Quant aux femmes mariées, elles avaient atteint la même indépendance de la façon la plus simple, à l’aide de la dot. Ici encore, elles avaient su utiliser à leur profit une arme qui n’avait point été forgée pour elles. Lorsqu’en prévision d’un divorce possible, on prit l’habitude de faire promettre au mari la restitution des biens apportés par l’épouse, lorsqu’on en vint plus tard à sous-entendre cette clause, si bien qu’elle fût implicitement contenue dans tous les contrats, on n’avait pas pour but de sauvegarder les intérêts féminins : non, les biens dotaux ayant été fournis par la famille de la jeune femme, il fallait en assurer le retour à cette famille ; c’est par le père (ou par le plus proche parent) que l’action dotale était exercée, et c’est pour lui qu’elle était établie.
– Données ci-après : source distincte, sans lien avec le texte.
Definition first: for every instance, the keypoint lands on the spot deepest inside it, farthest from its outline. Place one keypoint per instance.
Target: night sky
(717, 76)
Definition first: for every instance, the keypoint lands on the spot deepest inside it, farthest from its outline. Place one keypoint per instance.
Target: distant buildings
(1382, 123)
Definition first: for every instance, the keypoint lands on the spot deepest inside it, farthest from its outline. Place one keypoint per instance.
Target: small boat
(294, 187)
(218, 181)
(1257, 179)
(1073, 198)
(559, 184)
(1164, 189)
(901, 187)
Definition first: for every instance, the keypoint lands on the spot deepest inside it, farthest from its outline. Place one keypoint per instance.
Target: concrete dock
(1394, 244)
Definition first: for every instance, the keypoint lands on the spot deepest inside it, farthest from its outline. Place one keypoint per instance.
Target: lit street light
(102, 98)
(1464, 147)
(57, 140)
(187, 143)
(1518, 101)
Mais, qu’elle fut ou non au profit de la femme, cette action dotale avait toujours pour résultat d’appauvrir le mari : l’hypothèse d’un divorce était donc suspendue sur sa tête comme une menace effrayante et perpétuelle, et une femme habile à jouer de cette menace pouvait obtenir tout ce que bon lui semblait, y compris l’administration d’une partie de sa fortune. Le mari, ce mari tremblant que nous dépeignent les comédies de Plaute, ce mari « qui a vendu son pouvoir contre une dot, » aime encore mieux laisser sa femme diriger, — ou même gaspiller, — la moitié de ses biens, que d’être condamné à restituer le tout. C’est par cette espèce de chantage sans cesse renouvelé que les matrones romaines ont fini par se constituer une véritable autonomie financière au sein même de la communauté conjugale.
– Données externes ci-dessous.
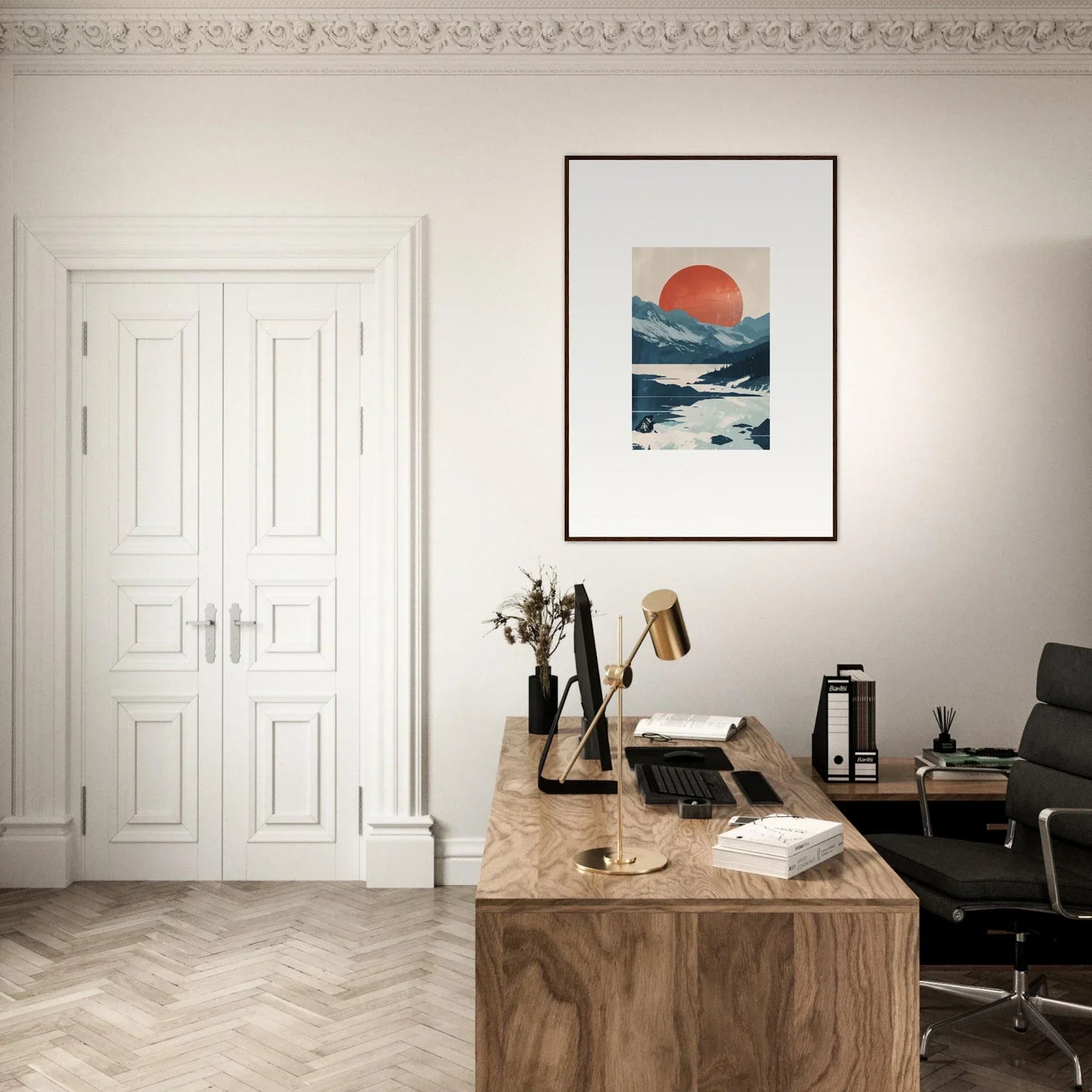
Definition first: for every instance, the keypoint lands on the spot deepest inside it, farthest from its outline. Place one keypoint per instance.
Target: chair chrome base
(1030, 1004)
Dès la fin de la république, cette autonomie est passée dans les mœurs. Les femmes ont si bien leur fortune à part que, souvent, ne sachant pas ou ne voulant pas la gérer elles-mêmes, elles emploient des hommes d’affaires qui dépendent d’elles directement, et dans la conduite desquels leurs maris n’ont rien à voir. Parmi ces « procureurs pour dames, » il y en a dont les documens nous vantent les probes et loyaux services : il est vrai que ces documens se rencontrent surtout dans l’épigraphie funéraire, qui est un peu sujette à caution. Cicéron est moins indulgent ; trouvant sur son chemin, au cours de son plaidoyer pour Cæcina, un de ces personnages, il fait un portrait satirique de l’espèce entière. « C’est une espèce très répandue, dit-il ; on les rencontre dans la vie de tous les jours. Ils sont aussi rusés et experts parmi les femmes qu’ineptes et sols au milieu des hommes. » Sénèque, et après lui saint Jérôme, précisent les insinuations malveillantes de Cicéron, en laissant entendre que ce n’est pas seulement à sa science du droit que le « procureur frisé, » comme ils disent, doit ses succès auprès de sa clientèle. Martial le montre aussi dans une attitude légèrement scabreuse, chuchotant à l’oreille de sa patronne, passant le bras autour de sa chaise, faisant figure de sigisbée plutôt que d’intendant.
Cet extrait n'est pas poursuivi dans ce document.